Pada bulan ramadhan nuansa rohani akan terasa
kental sekali, mereka akan sangat pelit dengan waktu, apalagi hanya untuk
tidur, dalam shalat taraweh saja mereka bisa menghatamkan alqur’an dua kali
dalam sebulan, di indonesia kita melaksanakan sholat taraweh paling lama
setengah jam, akan tetapi disini kita bisa menyelesaikannya minimal dua jam,.
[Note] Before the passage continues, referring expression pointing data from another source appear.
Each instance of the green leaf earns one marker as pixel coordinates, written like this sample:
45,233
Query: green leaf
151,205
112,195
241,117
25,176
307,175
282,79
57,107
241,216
dan subhanallah masjid-masjid akan selalu ramai dan jama’ahnyapun membludak, dan
di luar sholat mereka akan berlomba-lomba menghatamkan al qur’an, sehingga yang
hanya menghatamkan sekali sangat sedikit, untuk menyambut bulan ramadhan
biasanya kami sudah ada relawan pembuat kopi untuk mengusir kantuk.
Penduduk
Tareem akan cepat akrab dengan orang indonesia, mereka menyebut semua orang
indonesia dengan jawiyyun yang berarti orang jawa, bahkan beberapa bahasa yang
mereka pakai adalah bahasa indonesia seperti bedak, mereka menyebutnya budda’,
dan menurut beberapa literature yang aku baca penyebar Islam di Indonesia
berasal dari tareem sebutlah misalnya wali songo kecuali sunan kali jaga, jika
ditelusuri nasab mereka akan bersambung kepada ‘Ammu al Faqiih paman dari al
Faqiih al Muqaddam.
Adapun hal
unik di kota ini adalah pasar, pasar hanya akan diisi oleh pria semua atau
perempuan semua, jika kita memasuki pasar khusus wanita maka kita tidak akan
melihat seorang lelakipun disana, begitu juga sebaliknya, untuk kuliner kita
juga bisa mendapatkan beberapa masakan indonesia seperti bakso ,tekwan dll.
Yang terkenal
dari tareem ini adalah madu, kualitas madu tareem berbeda dari madu-madu yang
lain, di tempat lain seperti di mesir
harga madu hadramaut relative lebih mahal daripada madu-madu yang lain,
karena kualitas dan khasiat yang terkandung di dalamnya, biasanya jama’ah haji
akan memborong madu ini dari pelajar yaman.
Tareem adalah
tempat wisata rohani, disana seakan kita hidup di zaman Nabi saw, tidak sedikit
orang yang pernah kesana akan rindu untuk kembali kesana. Hampir tiga tahun aku
disana menimba ilmu dan akhlak, pada tahun 2003 setelah Allah mentakdirkan aku
dan beberapa teman menunaikan haji, kami pulang ke indonesia.